I usually lead into that text by starting off by asking if they had any dealbreakers. This way I don’t have to go through disclosing if stds are an issue, in my experience people who list it rarely change their minds.

Now some people have no problems with disclosing to someone who lists STDs as a dealbreaker. I only don’t do it because I’m not actively looking for a relationship or anything.

How to tell your partner that you have herpes in Existing relationships

Disclosing that you have herpes can be a challenging conversation, but honesty and open communication are essential for maintaining trust in a relationship.

Find a quiet and private space where you both can talk without interruptions. Make sure you have enough time to discuss the issue without feeling rushed.

Here are some suggested scripts for discussing this sensitive topic with your partner.

"Hey [Partner's Name], there's something important I need to talk to you about. I care about you a lot, and it's essential for me to be open and honest with you. This conversation might be difficult, but please know that I'm sharing this with you because I trust and respect you."

Share some basic information about herpes, including its prevalence, types, and transmission methods. This can help your partner understand the condition better.

"I recently found out that I have herpes. I understand this might be surprising, and I want to make sure we both have accurate information about it. Herpes is a common virus, and there are different types. It's important to know that it can be managed, and there are ways to reduce the risk of transmission."
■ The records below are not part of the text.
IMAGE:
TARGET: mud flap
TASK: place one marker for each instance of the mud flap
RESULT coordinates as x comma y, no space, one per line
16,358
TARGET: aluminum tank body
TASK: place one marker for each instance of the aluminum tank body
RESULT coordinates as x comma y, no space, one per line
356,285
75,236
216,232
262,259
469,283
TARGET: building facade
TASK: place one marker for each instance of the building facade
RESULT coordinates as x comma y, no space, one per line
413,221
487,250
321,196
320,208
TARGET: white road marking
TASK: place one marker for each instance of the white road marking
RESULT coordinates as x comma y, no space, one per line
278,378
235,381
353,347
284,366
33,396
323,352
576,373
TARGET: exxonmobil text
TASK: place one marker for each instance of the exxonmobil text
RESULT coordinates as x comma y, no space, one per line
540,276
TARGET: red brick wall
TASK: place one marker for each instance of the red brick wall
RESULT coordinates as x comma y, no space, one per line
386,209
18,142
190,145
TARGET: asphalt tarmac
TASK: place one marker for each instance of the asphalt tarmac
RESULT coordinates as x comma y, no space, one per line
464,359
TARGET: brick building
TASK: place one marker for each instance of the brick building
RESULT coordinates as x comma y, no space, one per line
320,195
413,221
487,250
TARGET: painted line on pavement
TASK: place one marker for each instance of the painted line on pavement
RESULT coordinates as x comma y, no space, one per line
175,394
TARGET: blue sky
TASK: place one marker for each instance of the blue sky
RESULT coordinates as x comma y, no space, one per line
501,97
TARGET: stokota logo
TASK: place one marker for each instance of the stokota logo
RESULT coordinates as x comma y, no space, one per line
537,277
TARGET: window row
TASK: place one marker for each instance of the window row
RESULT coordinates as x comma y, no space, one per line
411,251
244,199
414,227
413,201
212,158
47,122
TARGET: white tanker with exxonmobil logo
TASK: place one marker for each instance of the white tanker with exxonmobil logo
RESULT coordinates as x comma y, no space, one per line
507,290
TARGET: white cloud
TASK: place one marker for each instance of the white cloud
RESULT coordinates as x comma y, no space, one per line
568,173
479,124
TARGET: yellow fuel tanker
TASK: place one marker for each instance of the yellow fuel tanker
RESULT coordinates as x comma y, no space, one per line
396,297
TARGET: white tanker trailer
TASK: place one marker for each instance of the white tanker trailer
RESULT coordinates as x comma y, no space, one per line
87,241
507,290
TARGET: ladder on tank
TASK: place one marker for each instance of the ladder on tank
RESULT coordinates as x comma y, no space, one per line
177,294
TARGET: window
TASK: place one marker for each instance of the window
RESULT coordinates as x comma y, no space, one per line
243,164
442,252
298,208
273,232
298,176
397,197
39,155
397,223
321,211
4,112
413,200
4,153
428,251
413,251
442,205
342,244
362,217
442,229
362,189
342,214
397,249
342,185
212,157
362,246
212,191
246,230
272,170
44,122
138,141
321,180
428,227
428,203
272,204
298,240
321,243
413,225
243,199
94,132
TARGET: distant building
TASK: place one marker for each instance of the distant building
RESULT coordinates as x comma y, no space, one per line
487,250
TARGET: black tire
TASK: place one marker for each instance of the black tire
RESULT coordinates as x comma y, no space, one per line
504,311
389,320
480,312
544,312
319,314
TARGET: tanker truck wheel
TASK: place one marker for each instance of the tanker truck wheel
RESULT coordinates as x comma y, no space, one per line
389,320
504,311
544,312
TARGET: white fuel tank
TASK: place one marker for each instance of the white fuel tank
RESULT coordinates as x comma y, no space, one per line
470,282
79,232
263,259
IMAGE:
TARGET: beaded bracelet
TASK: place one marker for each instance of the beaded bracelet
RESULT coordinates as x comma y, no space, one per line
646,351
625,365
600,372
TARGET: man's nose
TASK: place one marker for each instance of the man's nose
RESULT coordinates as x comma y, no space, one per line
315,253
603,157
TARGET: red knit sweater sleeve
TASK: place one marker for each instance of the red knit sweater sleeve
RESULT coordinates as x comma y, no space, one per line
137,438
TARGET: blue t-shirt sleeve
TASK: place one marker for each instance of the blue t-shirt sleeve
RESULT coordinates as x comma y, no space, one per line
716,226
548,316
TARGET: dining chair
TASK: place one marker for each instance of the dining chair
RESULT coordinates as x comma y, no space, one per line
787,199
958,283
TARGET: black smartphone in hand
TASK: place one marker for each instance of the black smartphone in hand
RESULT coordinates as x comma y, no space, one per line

Be honest about your feelings: Share your own feelings and concerns about the situation. This vulnerability can help your partner understand the impact on you personally.
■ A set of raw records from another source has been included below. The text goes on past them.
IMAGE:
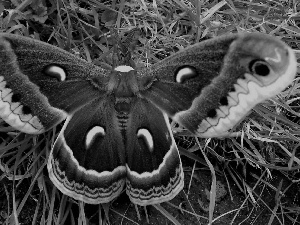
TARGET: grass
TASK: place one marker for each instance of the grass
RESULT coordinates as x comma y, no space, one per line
259,168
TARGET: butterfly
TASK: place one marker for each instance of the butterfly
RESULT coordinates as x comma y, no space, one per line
116,132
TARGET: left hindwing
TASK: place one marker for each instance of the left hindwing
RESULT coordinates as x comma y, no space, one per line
209,87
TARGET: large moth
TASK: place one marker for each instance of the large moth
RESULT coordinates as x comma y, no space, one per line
116,132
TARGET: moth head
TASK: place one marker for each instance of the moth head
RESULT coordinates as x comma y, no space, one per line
123,69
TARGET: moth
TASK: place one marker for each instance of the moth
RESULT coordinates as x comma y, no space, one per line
116,132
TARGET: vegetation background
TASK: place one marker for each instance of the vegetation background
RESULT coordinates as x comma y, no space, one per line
250,179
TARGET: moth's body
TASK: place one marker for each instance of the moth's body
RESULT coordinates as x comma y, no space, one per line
117,130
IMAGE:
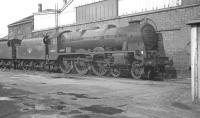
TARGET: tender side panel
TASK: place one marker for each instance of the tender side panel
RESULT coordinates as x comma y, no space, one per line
31,49
5,51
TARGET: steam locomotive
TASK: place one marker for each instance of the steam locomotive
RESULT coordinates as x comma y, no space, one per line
132,49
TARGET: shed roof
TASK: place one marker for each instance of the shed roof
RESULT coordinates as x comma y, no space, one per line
22,21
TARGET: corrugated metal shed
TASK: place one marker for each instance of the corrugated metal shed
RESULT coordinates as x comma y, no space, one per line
97,11
22,21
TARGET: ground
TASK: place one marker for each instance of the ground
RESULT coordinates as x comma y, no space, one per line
55,95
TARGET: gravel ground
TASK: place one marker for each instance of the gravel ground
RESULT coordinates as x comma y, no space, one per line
54,95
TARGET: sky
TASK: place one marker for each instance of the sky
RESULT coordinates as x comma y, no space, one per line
14,10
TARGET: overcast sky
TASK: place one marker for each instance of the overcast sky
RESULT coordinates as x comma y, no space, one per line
14,10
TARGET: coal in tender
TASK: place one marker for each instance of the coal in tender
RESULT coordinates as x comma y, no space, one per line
101,109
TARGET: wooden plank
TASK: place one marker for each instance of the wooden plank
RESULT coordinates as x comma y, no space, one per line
198,63
193,60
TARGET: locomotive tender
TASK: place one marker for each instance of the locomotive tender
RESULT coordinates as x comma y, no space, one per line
133,49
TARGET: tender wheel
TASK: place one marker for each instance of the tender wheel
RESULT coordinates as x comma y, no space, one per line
66,66
81,67
99,67
137,70
115,72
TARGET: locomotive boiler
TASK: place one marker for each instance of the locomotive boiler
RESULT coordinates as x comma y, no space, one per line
132,49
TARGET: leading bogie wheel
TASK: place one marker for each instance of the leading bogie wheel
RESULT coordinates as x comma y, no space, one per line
66,66
115,72
81,66
99,67
137,70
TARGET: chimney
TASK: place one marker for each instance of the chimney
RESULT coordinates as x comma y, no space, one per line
39,7
65,2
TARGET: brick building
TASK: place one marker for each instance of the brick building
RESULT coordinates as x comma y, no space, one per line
170,22
22,28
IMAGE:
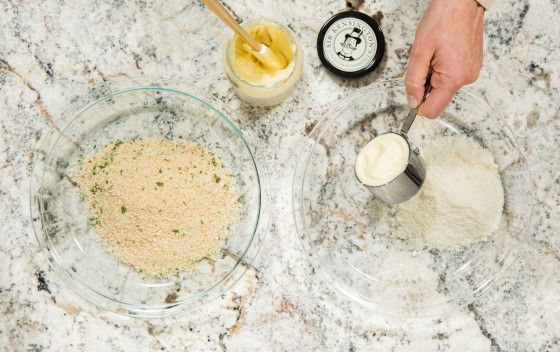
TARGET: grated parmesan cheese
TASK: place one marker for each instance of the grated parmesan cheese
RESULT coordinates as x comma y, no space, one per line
461,200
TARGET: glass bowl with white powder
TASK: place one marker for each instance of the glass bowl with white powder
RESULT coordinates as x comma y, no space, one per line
440,250
169,160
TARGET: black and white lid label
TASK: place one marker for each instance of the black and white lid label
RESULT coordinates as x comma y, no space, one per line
350,44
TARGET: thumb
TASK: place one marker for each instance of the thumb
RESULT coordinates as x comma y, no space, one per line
418,67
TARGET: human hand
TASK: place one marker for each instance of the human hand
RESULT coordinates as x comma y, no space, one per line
448,39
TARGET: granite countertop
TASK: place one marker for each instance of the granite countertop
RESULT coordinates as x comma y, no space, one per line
52,52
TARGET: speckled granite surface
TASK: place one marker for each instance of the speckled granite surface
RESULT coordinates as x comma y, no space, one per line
53,52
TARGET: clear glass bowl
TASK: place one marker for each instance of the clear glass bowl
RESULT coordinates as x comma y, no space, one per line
132,109
340,223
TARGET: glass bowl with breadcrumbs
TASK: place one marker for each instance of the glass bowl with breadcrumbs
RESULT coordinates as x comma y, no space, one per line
149,198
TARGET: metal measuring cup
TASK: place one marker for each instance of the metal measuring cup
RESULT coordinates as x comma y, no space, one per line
406,184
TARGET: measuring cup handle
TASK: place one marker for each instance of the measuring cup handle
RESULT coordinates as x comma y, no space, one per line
413,112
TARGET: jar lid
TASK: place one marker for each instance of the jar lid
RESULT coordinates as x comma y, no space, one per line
350,44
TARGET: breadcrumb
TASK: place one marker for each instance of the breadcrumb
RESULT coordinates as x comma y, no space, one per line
159,205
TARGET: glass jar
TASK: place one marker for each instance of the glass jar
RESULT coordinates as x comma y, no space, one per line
270,94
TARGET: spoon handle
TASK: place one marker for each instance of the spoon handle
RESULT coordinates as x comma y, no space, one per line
414,111
226,17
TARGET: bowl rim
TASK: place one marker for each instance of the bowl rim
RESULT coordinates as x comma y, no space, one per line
298,179
242,263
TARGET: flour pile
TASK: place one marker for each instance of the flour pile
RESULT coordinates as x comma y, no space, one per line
462,198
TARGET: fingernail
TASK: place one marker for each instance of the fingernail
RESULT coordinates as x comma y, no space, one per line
412,101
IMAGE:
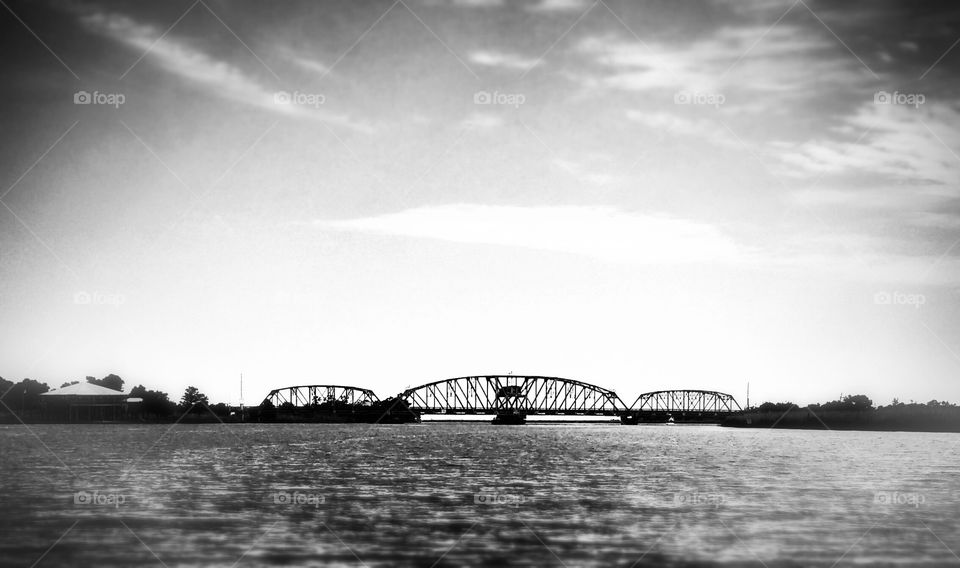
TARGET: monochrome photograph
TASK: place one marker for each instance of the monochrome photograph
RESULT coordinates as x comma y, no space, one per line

“I have some news to share — I found out that I carry the herpes virus, and I think it’s important for you to get tested. I want to make it clear that I’m not blaming you for my diagnosis, because a lot of people have herpes without any symptoms. Let’s talk about how you feel after you’ve had some time to think.”

“I need to have a chat about some news I got recently — I found out I have herpes. I’ve talked to a doctor and I’ve done some research, and it’s not a major problem — but you’ll need to get tested and we’ll need to start using protection. How do you feel about this?”

Discuss next steps

Talk about the steps you are taking to manage the condition, such as medication, lifestyle changes, and safer sex practices. Reassure your partner that you are committed to their well-being. Here is one script.
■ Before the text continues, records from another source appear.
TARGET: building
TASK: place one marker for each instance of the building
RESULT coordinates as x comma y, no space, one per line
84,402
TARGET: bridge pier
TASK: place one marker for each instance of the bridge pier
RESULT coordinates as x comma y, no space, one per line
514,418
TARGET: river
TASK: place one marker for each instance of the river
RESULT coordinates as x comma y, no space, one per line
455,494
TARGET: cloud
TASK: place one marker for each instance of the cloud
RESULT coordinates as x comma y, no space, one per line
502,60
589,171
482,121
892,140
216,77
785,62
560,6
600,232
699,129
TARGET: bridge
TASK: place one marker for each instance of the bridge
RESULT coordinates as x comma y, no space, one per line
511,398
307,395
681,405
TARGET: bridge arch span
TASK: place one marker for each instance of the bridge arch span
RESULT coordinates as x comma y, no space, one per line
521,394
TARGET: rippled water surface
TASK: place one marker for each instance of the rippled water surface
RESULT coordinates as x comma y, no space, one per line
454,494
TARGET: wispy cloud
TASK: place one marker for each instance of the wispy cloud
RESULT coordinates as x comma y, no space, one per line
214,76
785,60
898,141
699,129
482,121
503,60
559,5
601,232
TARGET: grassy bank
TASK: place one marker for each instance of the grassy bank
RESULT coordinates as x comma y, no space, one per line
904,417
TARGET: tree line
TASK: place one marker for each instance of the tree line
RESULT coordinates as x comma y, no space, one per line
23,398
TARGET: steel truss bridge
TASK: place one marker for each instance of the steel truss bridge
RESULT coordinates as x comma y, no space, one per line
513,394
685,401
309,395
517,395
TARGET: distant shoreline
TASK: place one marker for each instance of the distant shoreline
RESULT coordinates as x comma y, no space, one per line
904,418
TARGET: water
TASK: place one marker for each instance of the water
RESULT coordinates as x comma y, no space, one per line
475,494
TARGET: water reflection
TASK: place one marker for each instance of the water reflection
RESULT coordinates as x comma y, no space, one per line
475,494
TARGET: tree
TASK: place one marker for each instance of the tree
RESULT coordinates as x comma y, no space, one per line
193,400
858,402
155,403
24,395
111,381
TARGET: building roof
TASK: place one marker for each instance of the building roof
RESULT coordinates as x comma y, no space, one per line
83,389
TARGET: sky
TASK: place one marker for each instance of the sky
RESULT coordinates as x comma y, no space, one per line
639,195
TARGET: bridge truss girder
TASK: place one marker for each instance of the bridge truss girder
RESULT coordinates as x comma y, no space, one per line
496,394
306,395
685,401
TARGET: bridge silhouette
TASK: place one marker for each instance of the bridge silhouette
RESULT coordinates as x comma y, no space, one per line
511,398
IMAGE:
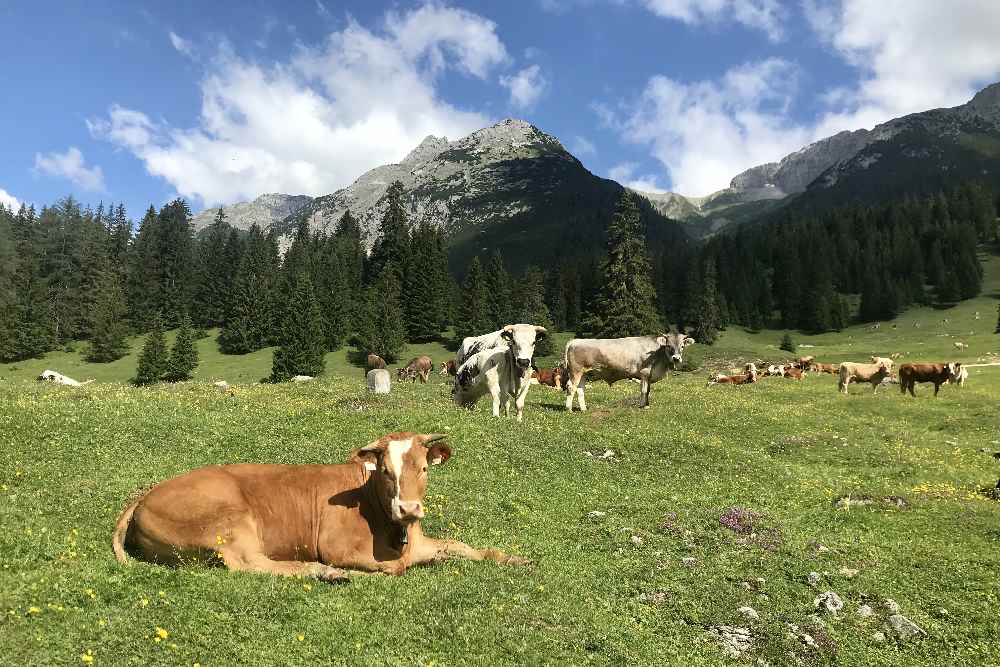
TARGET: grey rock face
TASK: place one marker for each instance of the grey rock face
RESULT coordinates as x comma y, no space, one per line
263,211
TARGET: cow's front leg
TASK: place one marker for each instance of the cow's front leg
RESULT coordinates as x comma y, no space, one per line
428,550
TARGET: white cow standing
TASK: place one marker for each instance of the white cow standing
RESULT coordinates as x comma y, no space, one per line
503,372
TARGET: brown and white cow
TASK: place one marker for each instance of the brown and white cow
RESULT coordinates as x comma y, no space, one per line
372,362
298,520
645,358
873,373
504,372
911,374
418,367
749,376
"I'm working with my healthcare provider to manage this condition. Here are the steps I'm taking [mention medications, lifestyle changes, etc.]. I want to prioritize your health and well-being, and I'm committed to taking all necessary precautions."

Give your partner time:

Recognize that your partner may need time to process the information. Be patient and open to ongoing conversations. Here is one script.

"I know this is a lot to take in, and I understand if you need some time to process everything. I'm here for you, and we can continue talking about it whenever you're ready."

”Actually, I'd like you to take some time to think about it. If you still want to be together, let's just sleep together, but hold off on sex until you've had time to digest this for a little while."

Your partner may have same type of virus

If you both have the same viral type of herpes, you need not worry anymore about passing virus back and forth. That does not occur.

In addition to language, the setting can affect the outcome, too. Don't interrupt what your partner is doing to break the news. That is, don't call them at work, or barge into a room and say, "Hey, we have to talk." That's how you might deliver news of a death in the family or start an argument.

The right setting is a relaxing one, just the two of you, where there won't be any distractions. A conversation over a quiet dinner or a walk in the park is preferable to a bowling alley or the supermarket.